Long before MoveOn.org and other leftist groups attacked the current Iraq War, Kirk decried the first Persian Gulf Conflict as a “war for an oil can.” Conservative Catholics should remember that Pope John Paul II—who was also beloved by many conservative Protestants—indicated that the Iraq War did not meet the standards of a just war.
The antiwar, pro-liberty movement cannot expect a huge influx of culturally conservative Christians anytime soon. Reverend Hagee, for example, is not about to endorse any peace-loving candidate. Nor will the more theologically immature dispensationalists—who seemingly manage to discover a biblical prophecy fulfilled by every newspaper headline—abandon their belief that the U.S. government has some divine sanction to hasten Armageddon. Nonetheless, there are surely many conservative Christians receptive to the notion that, despite what they’ve been told by their leaders, they have no religious or patriotic duty to sacrifice their children as cannon fodder for the state.
At present, the political spectrum does not give politically aware Christians with anti-state instincts much of a choice. The Religious Left is not really a viable alternative. Although liberal Christians are often sincerely antiwar, they are certainly not anti-state. The Religious Left’s constant prattling about “social justice,” the avarice of corporations, the supreme importance of “diversity,” and the need for ever more government intervention in our lives will keep most conservative Christians from embracing the Left’s theology or political agenda. Mistakenly convinced that they do not have any better options, they will stay where they are.
Nevertheless, the mainstream Right is not a natural home for culturally conservative believers. Saber-rattling is not a traditional Christian value and, despite the best efforts of the mainstream conservative media to prove otherwise, there is no biblical justification for wars of choice. Christian conservatives will see their values best advanced by an antiwar, anti-state political movement. As Laurence Vance, a Christian libertarian writer, noted, “There is nothing ‘liberal’ about opposition to war. There is nothing ‘anti-American’ about opposition to militarism. And what could be more Christian than standing firmly against aggression, violence, and bloodshed?”

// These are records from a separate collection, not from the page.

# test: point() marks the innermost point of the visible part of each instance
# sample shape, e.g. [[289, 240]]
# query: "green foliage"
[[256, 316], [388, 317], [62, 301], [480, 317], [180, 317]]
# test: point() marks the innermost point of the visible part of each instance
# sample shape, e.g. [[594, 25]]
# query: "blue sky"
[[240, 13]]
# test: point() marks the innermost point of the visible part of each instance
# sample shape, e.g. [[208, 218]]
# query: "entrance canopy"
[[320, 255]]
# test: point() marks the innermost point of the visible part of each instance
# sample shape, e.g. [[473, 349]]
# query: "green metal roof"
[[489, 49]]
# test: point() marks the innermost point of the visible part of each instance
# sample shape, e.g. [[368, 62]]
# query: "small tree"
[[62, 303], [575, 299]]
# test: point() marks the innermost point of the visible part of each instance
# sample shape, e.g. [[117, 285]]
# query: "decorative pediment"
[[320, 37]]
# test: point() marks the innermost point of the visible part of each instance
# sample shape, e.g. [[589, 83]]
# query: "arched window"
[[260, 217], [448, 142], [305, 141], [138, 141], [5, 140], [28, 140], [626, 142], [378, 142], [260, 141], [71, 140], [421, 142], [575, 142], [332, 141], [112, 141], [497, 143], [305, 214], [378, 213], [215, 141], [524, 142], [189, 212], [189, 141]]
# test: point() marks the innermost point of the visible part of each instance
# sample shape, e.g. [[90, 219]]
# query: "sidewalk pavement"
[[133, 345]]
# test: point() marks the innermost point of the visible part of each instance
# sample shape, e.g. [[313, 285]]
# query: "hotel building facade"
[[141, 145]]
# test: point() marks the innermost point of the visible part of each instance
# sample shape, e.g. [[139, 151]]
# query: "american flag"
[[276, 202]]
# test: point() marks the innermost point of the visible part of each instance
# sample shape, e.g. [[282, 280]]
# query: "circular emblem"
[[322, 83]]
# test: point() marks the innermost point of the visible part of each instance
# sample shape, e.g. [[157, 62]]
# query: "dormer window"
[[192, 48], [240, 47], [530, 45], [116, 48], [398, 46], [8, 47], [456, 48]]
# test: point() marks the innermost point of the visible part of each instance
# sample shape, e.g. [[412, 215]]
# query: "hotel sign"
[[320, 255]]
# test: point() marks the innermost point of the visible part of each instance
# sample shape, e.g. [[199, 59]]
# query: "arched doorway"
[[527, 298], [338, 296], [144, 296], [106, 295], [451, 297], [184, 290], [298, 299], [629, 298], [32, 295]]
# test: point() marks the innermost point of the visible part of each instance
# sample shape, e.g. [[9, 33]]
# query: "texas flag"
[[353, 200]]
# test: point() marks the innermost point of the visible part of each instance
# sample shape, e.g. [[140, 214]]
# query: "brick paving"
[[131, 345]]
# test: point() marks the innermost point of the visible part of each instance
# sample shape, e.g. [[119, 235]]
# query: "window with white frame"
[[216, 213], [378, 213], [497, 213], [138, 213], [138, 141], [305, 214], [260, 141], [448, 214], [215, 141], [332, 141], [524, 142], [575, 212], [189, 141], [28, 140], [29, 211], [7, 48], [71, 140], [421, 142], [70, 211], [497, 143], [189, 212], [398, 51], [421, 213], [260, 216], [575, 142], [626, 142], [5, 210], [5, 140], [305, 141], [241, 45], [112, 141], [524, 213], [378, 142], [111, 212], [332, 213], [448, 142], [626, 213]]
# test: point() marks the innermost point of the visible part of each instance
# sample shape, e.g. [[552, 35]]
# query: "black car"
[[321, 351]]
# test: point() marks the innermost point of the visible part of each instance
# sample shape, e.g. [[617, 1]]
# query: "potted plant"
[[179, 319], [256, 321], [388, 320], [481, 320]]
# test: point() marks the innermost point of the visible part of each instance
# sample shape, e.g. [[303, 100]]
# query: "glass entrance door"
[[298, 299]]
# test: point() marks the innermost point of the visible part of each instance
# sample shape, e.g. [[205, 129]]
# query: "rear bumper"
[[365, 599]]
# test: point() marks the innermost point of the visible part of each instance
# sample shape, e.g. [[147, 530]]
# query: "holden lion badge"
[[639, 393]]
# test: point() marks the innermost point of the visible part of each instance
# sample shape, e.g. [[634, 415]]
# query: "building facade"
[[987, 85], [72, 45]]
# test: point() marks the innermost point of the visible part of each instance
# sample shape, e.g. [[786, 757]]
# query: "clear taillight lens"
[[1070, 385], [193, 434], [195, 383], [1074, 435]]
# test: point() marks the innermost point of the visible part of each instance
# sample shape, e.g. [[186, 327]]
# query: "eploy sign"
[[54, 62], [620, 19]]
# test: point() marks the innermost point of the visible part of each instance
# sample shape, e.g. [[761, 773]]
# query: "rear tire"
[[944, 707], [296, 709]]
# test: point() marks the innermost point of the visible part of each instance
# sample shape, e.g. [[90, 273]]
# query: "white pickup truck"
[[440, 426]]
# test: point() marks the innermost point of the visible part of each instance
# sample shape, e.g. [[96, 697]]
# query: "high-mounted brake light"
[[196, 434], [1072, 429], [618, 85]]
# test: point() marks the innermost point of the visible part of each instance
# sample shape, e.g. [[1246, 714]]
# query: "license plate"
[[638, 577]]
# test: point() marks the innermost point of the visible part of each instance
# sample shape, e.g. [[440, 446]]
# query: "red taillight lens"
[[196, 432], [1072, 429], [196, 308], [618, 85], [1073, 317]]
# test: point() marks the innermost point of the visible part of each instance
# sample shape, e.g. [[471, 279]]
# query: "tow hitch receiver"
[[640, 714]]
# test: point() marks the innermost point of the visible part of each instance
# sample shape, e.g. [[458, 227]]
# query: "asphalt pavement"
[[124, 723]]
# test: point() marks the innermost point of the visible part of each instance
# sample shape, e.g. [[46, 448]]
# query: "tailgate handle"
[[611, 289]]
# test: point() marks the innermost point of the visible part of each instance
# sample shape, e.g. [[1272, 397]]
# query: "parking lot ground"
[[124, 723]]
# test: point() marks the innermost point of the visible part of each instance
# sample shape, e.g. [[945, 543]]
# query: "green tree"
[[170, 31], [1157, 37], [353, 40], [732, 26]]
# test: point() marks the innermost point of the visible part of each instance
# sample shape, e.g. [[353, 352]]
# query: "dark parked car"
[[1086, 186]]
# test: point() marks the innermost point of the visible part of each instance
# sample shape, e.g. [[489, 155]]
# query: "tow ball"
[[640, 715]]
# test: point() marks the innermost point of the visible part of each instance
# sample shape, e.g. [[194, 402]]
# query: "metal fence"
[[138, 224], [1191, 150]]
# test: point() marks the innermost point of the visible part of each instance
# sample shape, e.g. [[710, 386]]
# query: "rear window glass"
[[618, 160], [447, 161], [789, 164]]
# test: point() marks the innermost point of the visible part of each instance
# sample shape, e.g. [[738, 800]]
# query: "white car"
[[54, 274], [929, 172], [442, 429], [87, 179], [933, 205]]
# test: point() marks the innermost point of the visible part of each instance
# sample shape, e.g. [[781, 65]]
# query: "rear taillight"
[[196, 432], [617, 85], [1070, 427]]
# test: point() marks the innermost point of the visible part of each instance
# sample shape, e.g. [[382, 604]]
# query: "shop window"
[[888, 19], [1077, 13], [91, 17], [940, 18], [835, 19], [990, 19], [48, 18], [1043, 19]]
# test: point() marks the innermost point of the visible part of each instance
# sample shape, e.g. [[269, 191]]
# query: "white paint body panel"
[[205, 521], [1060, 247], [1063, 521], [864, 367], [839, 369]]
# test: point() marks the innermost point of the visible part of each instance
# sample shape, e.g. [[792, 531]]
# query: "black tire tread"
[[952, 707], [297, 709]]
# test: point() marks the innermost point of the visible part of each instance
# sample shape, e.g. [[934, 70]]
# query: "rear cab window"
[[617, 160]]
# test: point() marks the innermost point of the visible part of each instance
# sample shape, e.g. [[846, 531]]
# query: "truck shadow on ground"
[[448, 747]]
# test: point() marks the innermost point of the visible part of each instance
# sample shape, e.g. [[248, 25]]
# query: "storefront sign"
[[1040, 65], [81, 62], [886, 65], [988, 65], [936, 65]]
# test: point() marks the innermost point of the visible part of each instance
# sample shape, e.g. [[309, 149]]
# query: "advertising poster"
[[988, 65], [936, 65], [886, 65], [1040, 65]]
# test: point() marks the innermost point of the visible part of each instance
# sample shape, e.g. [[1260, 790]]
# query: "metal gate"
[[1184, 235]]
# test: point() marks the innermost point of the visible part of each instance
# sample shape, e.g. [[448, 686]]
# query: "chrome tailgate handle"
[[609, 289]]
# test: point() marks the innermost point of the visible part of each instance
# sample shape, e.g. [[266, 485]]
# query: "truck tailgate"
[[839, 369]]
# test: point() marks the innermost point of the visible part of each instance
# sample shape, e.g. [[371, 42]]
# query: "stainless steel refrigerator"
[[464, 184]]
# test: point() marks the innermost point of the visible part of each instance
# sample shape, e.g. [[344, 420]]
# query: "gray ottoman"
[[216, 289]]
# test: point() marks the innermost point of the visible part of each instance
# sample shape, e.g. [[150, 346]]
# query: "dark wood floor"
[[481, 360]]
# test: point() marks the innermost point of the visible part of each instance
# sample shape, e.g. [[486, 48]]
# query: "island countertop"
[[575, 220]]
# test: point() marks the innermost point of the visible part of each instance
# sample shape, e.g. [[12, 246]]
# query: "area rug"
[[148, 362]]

It is in the antiwar, pro-liberty movement’s best interest to reach out to conservative Christians. The men and women who currently associate with the Religious Right represent the largest possible base for a freedom movement. If not from them, where else will pro-liberty candidates find votes? What other large group has even vague anti-state instincts? If libertarians do not make a successful appeal to conservative Christians, they will remain nothing more than an intellectual curiosity, and Christian conservatives will remain unaware that they have a better option.